Les Camerounais ont une variété de croyances religieuses, et de nombreux individus combinent les croyances et les pratiques des religions du monde avec celles de leurs propres groupes culturels. Environ 53 pourcent de la population sont membres de confessions chrétiennes, environ 25 pourcent pratiquent principalement des religions “traditionnelles” et environ 22 pourcent sont musulmans. La plupart des chrétiens vivent dans les régions du sud et la plupart des musulmans au nord. Les missions chrétiennes constituaient une deuxième couche informelle de colonialisme.
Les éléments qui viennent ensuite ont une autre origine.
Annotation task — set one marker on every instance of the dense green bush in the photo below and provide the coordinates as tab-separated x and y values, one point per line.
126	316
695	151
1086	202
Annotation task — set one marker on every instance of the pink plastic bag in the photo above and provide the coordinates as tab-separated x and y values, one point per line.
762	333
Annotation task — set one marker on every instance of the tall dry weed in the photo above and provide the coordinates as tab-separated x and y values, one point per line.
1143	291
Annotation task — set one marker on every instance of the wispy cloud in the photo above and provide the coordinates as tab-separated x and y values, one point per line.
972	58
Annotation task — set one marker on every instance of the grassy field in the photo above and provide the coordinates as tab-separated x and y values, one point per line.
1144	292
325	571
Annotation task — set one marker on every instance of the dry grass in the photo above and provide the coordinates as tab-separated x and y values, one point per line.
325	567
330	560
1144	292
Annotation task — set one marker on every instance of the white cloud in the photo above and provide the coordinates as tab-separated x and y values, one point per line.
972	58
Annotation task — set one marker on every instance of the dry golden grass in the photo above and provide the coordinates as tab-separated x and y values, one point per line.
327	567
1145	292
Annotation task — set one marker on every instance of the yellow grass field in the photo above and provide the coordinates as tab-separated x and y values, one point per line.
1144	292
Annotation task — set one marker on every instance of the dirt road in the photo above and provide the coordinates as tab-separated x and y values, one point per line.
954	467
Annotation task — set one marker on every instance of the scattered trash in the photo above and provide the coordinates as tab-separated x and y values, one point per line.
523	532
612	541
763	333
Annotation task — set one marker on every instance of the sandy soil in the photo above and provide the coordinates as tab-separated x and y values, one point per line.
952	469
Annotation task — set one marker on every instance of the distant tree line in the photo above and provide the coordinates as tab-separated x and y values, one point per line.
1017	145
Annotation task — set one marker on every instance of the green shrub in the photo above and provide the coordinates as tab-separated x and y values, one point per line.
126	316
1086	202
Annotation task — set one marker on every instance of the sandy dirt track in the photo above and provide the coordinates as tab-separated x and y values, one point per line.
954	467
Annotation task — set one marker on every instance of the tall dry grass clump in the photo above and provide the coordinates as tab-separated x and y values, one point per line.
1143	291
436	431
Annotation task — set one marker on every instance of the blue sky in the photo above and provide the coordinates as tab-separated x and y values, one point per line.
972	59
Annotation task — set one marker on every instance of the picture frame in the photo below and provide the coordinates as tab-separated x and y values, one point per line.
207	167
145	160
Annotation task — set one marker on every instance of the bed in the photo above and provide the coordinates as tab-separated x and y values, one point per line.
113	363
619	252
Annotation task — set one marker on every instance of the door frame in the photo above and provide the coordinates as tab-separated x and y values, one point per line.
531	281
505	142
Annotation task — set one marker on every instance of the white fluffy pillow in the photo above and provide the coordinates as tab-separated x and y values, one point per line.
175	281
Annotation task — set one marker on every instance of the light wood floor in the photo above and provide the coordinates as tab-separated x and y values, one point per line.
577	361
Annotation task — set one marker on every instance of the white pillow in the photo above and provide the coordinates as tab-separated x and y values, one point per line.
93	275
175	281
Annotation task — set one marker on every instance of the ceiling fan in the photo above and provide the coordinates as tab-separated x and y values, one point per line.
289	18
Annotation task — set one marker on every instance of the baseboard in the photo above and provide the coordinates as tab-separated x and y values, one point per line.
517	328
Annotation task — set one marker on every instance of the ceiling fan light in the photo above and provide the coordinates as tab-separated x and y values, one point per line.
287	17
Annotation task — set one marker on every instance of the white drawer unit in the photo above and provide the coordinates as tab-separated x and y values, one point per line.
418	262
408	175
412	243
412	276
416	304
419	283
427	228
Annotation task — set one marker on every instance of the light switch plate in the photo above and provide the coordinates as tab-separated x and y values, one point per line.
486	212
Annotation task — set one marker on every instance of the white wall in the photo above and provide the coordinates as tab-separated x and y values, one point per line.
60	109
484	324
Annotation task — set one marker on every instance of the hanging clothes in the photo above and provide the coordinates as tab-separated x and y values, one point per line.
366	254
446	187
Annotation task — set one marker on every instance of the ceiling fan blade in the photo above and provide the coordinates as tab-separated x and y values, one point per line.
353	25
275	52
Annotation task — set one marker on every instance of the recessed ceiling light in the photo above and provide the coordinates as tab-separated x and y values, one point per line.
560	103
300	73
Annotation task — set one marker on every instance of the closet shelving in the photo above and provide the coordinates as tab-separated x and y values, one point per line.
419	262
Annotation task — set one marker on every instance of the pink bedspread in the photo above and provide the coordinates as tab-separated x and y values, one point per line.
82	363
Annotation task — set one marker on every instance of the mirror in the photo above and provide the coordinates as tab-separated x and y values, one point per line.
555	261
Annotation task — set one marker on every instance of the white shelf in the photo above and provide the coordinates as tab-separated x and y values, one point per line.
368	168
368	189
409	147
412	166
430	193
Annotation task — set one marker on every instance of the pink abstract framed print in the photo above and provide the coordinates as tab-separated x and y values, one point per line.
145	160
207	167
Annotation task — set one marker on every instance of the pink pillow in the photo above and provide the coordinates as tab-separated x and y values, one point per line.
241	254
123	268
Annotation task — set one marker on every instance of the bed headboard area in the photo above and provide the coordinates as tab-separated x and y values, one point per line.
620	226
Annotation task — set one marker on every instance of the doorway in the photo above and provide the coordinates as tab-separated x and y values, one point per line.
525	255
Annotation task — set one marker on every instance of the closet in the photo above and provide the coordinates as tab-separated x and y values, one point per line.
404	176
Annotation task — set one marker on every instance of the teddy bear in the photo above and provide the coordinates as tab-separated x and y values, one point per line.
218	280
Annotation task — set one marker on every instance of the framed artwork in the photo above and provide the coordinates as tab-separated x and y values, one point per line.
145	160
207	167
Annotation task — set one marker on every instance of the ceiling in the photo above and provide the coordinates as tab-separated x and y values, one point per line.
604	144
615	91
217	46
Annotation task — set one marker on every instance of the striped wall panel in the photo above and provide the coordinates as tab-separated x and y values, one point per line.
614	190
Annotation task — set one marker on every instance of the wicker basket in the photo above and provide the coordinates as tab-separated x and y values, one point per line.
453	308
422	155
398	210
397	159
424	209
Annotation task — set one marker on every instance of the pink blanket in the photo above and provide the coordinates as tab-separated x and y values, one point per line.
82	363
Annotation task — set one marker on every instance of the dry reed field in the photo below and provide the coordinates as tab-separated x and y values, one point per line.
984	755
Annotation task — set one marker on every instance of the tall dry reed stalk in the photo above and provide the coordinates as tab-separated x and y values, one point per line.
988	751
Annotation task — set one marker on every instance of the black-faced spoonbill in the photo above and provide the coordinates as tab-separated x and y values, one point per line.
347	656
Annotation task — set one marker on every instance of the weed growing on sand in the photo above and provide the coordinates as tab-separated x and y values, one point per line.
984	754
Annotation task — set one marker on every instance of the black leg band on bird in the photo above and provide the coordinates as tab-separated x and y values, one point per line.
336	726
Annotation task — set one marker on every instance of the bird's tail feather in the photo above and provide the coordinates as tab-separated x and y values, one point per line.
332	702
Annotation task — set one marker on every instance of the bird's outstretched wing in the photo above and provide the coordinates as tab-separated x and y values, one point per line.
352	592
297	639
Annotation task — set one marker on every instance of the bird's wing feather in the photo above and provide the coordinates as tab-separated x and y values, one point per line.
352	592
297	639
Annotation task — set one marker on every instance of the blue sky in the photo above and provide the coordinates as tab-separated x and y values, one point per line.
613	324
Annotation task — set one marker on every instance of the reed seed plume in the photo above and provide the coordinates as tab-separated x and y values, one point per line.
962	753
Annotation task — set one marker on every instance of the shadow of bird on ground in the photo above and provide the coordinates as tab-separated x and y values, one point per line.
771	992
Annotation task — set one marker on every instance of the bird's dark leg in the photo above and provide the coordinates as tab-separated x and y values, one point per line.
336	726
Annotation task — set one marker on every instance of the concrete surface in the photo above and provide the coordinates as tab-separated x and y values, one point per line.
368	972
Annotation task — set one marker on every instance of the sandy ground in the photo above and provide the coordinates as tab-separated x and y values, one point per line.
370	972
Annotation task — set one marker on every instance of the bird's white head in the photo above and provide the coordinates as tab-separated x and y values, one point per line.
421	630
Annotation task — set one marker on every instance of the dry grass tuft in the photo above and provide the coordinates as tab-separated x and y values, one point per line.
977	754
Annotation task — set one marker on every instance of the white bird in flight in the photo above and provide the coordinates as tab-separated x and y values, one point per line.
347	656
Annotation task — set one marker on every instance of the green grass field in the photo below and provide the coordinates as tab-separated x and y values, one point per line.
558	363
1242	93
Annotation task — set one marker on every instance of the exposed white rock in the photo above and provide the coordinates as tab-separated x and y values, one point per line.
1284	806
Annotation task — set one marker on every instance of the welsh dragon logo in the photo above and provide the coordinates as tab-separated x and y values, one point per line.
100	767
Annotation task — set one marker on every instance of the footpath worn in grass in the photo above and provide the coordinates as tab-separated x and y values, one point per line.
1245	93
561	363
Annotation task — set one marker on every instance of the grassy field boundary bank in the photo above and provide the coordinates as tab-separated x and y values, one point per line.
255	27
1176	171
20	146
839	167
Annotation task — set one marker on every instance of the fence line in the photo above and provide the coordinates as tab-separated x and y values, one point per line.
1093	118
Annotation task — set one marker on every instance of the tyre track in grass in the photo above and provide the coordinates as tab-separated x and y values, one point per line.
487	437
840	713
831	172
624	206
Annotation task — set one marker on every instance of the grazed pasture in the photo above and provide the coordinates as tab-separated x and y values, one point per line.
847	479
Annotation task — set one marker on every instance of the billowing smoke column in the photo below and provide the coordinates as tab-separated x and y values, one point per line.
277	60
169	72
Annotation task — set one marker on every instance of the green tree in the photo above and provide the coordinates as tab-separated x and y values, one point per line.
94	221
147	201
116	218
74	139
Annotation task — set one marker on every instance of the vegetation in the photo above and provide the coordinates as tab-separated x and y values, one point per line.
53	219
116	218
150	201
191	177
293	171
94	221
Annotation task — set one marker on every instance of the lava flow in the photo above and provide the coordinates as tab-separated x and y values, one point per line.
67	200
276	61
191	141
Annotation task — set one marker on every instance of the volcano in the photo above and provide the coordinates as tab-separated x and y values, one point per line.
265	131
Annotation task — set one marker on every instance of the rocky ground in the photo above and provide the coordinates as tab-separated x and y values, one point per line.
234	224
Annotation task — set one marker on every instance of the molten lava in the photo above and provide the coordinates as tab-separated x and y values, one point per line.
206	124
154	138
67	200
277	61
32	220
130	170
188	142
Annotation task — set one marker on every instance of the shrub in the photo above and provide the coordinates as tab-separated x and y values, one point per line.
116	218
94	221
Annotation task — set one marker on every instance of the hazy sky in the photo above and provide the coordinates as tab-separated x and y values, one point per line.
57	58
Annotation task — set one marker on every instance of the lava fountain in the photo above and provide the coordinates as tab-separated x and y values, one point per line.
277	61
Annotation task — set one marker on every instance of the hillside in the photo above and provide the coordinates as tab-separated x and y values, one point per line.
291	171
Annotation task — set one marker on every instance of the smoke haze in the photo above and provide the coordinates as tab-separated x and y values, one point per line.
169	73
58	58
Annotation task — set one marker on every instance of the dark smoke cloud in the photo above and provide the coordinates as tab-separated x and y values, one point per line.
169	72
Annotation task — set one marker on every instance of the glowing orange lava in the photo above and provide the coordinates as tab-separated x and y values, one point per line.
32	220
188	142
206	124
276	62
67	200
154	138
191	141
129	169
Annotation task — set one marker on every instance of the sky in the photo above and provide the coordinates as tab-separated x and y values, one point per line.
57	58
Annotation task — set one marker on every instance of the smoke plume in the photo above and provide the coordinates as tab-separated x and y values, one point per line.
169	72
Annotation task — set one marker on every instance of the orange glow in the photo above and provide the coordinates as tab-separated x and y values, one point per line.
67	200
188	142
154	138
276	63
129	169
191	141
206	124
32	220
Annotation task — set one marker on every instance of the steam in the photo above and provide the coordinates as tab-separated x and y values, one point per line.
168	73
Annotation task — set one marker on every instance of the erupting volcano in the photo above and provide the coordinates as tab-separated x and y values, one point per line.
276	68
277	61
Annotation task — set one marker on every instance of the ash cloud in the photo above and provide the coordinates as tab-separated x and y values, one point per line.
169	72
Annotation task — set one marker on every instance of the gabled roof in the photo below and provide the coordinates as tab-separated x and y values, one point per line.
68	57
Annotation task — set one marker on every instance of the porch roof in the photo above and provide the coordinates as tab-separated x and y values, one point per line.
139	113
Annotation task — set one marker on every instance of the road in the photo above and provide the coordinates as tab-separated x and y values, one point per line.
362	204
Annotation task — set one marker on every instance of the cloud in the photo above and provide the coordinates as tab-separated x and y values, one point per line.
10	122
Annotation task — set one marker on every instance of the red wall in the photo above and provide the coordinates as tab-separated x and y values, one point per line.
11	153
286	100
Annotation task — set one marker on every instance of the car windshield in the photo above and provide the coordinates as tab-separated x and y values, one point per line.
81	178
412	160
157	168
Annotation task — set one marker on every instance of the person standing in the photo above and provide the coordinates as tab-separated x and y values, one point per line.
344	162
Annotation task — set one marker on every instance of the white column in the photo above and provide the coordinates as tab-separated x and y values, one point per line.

Les religions traditionnelles sont des systèmes de pratiques et de croyances qui s’adaptent aux conditions sociales changeantes. La plupart impliquent la vénération des ancêtres et la croyance que les personnes, les animaux et les objets naturels sont investis d’un pouvoir spirituel.

Praticiens religieux

En plus des religieux chrétiens et musulmans, les praticiens religieux incluent les spécialistes rituels des groupes culturels. Ces spécialistes peuvent être des dirigeants politiques, des médiums ou des guérisseurs. Leur pouvoir spirituel peut être hérité, appris ou acquis par leur propre affliction et guérison. Généralement, ils combinent leurs activités religieuses avec d’autres formes de subsistance.

Rituels et lieux saints

 Pour les musulmans, un pèlerinage à la Mecque est une source d’honneur. Chez les animistes, les lieux saints comprennent souvent des arbres ou vergers sacrés, des cascades, des formations rocheuses inhabituelles et les lieux de sépulture des ancêtres. Ces lieux sont souvent des sites d’offrandes de conciliation aux ancêtres ou aux esprits. Les offres comprennent des aliments spéciaux, de l’huile de palme, des libations de vin de palme et des poulets. Parmi les monarchies des Grassfields, les lieux sacrés comprennent des sites d’anciennes chefferies où sont pratiqués des rituels qui favorisent la fertilité et la bonne fortune pour la chefferie.

 

 

La mort et l’au-delà

Plusieurs cultures, dont les Bamiléké à l’ouest et les Maka à l’est, pratiquent la divination et / ou pratiquent des autopsies publiques pour déterminer la cause du décès. Ces peuples sont particulièrement préoccupés par les décès causés par la sorcellerie. Dans de nombreuses cultures, un décès est annoncé par des lamentations publiques de femmes. Les habitants des Grassfields enterrent rapidement leurs morts mais observent une semaine de deuil public appelé cry-die ou funérailles. Des proches parents se rasent la tête. Environ un an plus tard, de somptueuses célébrations de la mort honorent le défunt, devenu un ancêtre. La mort est l’occasion des cérémonies les plus importantes des groupes de charognards forestiers (Ba’aka, Kola et Medzan). On pense que l’esprit forestier participe aux cérémonies de la mort en dansant sous un masque en raphia. L’honneur et la vénération des ancêtres sont communs à presque tous les groupes ethniques. Les ancêtres peuvent être rappelés dans la littérature orale (les Peuls), enterrés dans des tombes élaborées dans la cour de la famille (catholique Ewondo), ou enterrés et fournis des offrandes de prière, de nourriture et d’abri (les Bamiléké). Les Peuls, comme d’autres musulmans, croient en une vie après la mort de récompenses matérielles pour ceux qui obéissent aux lois d’Allah.